Friday, November 28, 2008

Gone through some things @ second day!!

Freeway is an advanced Open Source eCommerce platform which can sell using methods only previously available in enterprise class or niche bespoke systems.

attended talk on OLPC,
It need more opensource contributors from india..

Its really nice application, though i have not used yet but on tablet like nokia 810 its great application..
one can do chat, talk, video conferencing and many thing..

Nice to see Sun- Virtualbox and VMWare's stall in front of each other

Wednesday, November 26, 2008

1st day at

first day started with registration and initial talk of Atul Chitnis telling the basics of foss, and what the means of "Talk is Cheap, show me the code"..

Also had a face to face meet with many opensource contributors meeting mostly on IRC

as we(Me and Rahul Bhalerao) had a talk on very first day in afternoon session, initially it was planned at 5pm but in final schedule it was at 2pm, so we mostly concentrate on our talk,

there was good audience in our talk, something around 100 and more, with majority of student..

and got a good response from some Tibetan students looking for there language to be recognize from OS point of view...

Also some people shows there concerns about Open Type Specs 1.6 and Its imact on present font rendering..

Got a good feedback on the way we covered all the i18n architecture in one shot..

Thursday, September 18, 2008

Samyak Devanagari is now Unicode 5.1 compatible!!!

All new characters added in Unicode 5.0, Unicode 5.1 are now in Samyak-Devanagari, now Samyak Devanagari fully support to Marathi, Hindi, Sindhi, Urdu, Maithili, Limbu and Konkani languages

Characters added are as follows U+0972 [ॲ], U+0971 [ॱ], U+097B[ॻ], U+097C[ॼ], U+097D[ॽ], U+097E[ॾ] and U+097F[ॿ]

Now no problem for writing ॲ[u0972] as previously people were typing अॅ [u0905+ u0945] but now ॲ is in Unicode as well as Samyak-Devanagari too

You can download and test samyak-fonts-1.2.1.tar.gz from
I think it will be in tomorrow fedora rawhide as well samyak-fonts-devanagari-1.2.1-1

Friday, September 05, 2008

Python tricks:

I was creating locale file for Sindhi using Arabic script, since locale file consist hex code of all characters and i got strings from linguist.
It was really very time consuming to check each character in Unicode code page and write its Unicode value, may be there some other good method but i followed this for sd_IN@Devanagari locale file since i am very familiar with Devanagari script.
but Arabic code page is very confusing, since Arabic words contains init, mid, final form of the characters, and Unicode chart contains standalone shape.
but from sometime i am working with python and tried following quick method:
In terminal
>>> w = 'شريمتي'
>>> w.decode("utf8")
did same thing for almost 30 strings
so fast and accurate it is :)
whenever you will confuse with Unicode characters, just do this thing and directly check character information using Unicode value in chart.

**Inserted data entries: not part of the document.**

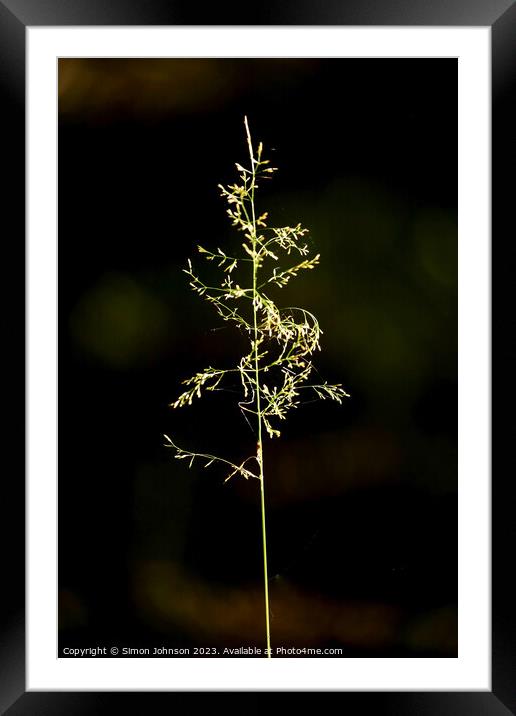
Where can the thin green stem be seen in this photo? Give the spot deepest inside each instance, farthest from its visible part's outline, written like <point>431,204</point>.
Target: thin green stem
<point>259,446</point>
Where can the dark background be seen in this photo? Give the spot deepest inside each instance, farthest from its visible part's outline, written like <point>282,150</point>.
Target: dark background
<point>361,498</point>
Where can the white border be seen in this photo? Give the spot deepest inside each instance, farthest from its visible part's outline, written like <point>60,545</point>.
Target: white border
<point>471,670</point>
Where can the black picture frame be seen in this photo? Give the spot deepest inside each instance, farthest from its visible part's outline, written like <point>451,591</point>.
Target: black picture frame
<point>500,16</point>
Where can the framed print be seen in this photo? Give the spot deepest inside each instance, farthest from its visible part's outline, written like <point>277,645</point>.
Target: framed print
<point>258,289</point>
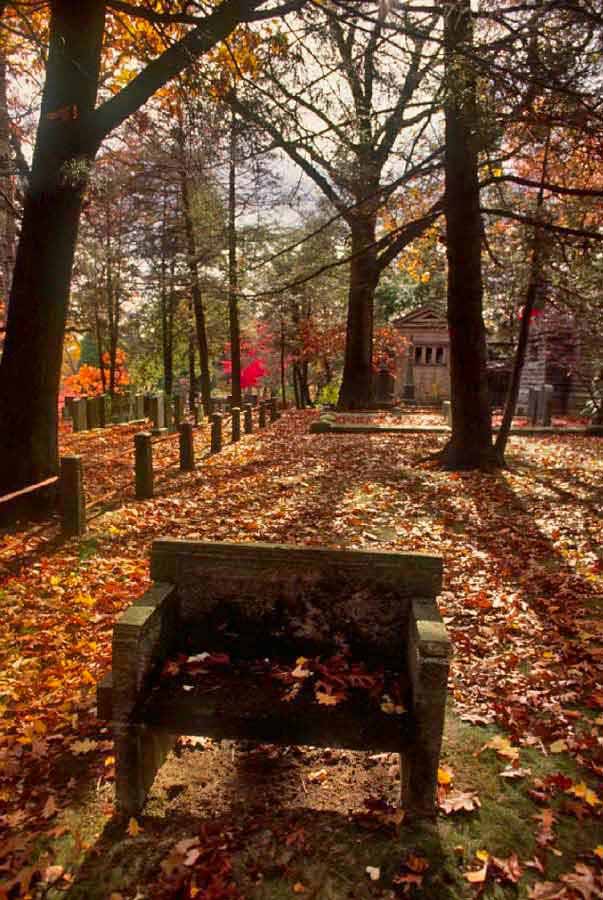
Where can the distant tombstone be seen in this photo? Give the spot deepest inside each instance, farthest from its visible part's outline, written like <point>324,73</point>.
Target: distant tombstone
<point>93,412</point>
<point>78,414</point>
<point>157,412</point>
<point>178,411</point>
<point>67,407</point>
<point>139,407</point>
<point>384,387</point>
<point>169,414</point>
<point>236,423</point>
<point>532,405</point>
<point>104,410</point>
<point>545,405</point>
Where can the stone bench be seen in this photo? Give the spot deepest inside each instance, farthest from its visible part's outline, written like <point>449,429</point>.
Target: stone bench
<point>261,600</point>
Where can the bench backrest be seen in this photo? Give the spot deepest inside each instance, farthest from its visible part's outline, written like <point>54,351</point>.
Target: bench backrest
<point>257,593</point>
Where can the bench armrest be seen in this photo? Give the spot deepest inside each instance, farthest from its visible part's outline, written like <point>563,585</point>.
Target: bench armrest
<point>142,638</point>
<point>428,656</point>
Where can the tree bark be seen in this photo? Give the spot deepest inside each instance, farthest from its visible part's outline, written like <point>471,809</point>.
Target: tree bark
<point>31,363</point>
<point>470,445</point>
<point>356,390</point>
<point>233,304</point>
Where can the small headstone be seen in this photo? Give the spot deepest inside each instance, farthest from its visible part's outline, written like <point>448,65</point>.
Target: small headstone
<point>73,505</point>
<point>143,465</point>
<point>532,405</point>
<point>157,412</point>
<point>178,411</point>
<point>216,432</point>
<point>235,413</point>
<point>545,405</point>
<point>187,448</point>
<point>78,414</point>
<point>139,412</point>
<point>93,412</point>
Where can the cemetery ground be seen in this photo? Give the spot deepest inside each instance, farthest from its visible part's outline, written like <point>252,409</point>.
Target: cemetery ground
<point>520,797</point>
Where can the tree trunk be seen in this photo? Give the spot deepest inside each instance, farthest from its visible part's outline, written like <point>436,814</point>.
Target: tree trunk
<point>282,361</point>
<point>356,390</point>
<point>233,304</point>
<point>7,211</point>
<point>31,363</point>
<point>470,445</point>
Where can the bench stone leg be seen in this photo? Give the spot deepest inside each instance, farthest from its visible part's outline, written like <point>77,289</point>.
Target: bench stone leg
<point>419,779</point>
<point>139,753</point>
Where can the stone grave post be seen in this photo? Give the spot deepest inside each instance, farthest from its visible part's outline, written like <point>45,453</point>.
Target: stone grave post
<point>73,505</point>
<point>169,414</point>
<point>216,432</point>
<point>139,412</point>
<point>104,410</point>
<point>178,410</point>
<point>235,412</point>
<point>532,405</point>
<point>143,465</point>
<point>187,448</point>
<point>93,412</point>
<point>78,413</point>
<point>157,413</point>
<point>248,418</point>
<point>545,405</point>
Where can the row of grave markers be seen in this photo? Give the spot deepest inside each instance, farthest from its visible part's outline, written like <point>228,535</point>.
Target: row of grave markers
<point>100,411</point>
<point>143,441</point>
<point>71,480</point>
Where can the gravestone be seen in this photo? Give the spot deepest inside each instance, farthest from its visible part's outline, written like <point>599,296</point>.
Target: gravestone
<point>139,412</point>
<point>157,412</point>
<point>545,405</point>
<point>93,412</point>
<point>532,405</point>
<point>178,410</point>
<point>143,465</point>
<point>78,414</point>
<point>187,448</point>
<point>216,432</point>
<point>236,424</point>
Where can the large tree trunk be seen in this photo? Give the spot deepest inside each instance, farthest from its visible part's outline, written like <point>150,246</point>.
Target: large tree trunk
<point>31,363</point>
<point>7,211</point>
<point>233,303</point>
<point>356,390</point>
<point>470,445</point>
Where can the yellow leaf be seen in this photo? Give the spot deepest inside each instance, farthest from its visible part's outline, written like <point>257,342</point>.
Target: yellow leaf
<point>445,775</point>
<point>134,828</point>
<point>327,699</point>
<point>582,791</point>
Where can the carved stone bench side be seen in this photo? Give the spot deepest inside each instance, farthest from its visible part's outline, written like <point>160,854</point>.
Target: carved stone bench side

Wednesday, August 27, 2008

Shortcut method for testing new locale file with glibc in Fedora

I had some discussion on Indlinux list about testing newly locale file/collation with glibc but that time i didn't no the short cut method, i was building glibc with changes and then testing it, it was taking long time. :(
Had a discussion with Ulrich Drepper on this and he suggested good tips on testing locale/collation in 10 minutes, so sharing with all :)

step 1:
- make a new folder

step 2:
- copy the locale file there
ex: cp mr_IN to NEW_FOLDER/mr (note i have changed name of locale file)

step 3:
- edit mr (do changes you want example you can add collation info etc)

step 4:
- run following command
$localedef -i ./mr -f UTF-8 ./mr_IN
that's it.
It will create new folder mr_IN with all locale information

step 5:
- for testing with these new changes locally, use following command
*make sure you are in new folder created in first step

step 6:
for adding this into archive permanently use following command
need to be root
root$ localedef --add-to-archive mr_IN

Wednesday, August 20, 2008

Proposal for additional Deprecated Characters from Unicode


I saw this earlier but just remembered when i saw pango renders U+0953 and U+0954 characters as independent vowel even though they are dependant(dont know what is exact problem).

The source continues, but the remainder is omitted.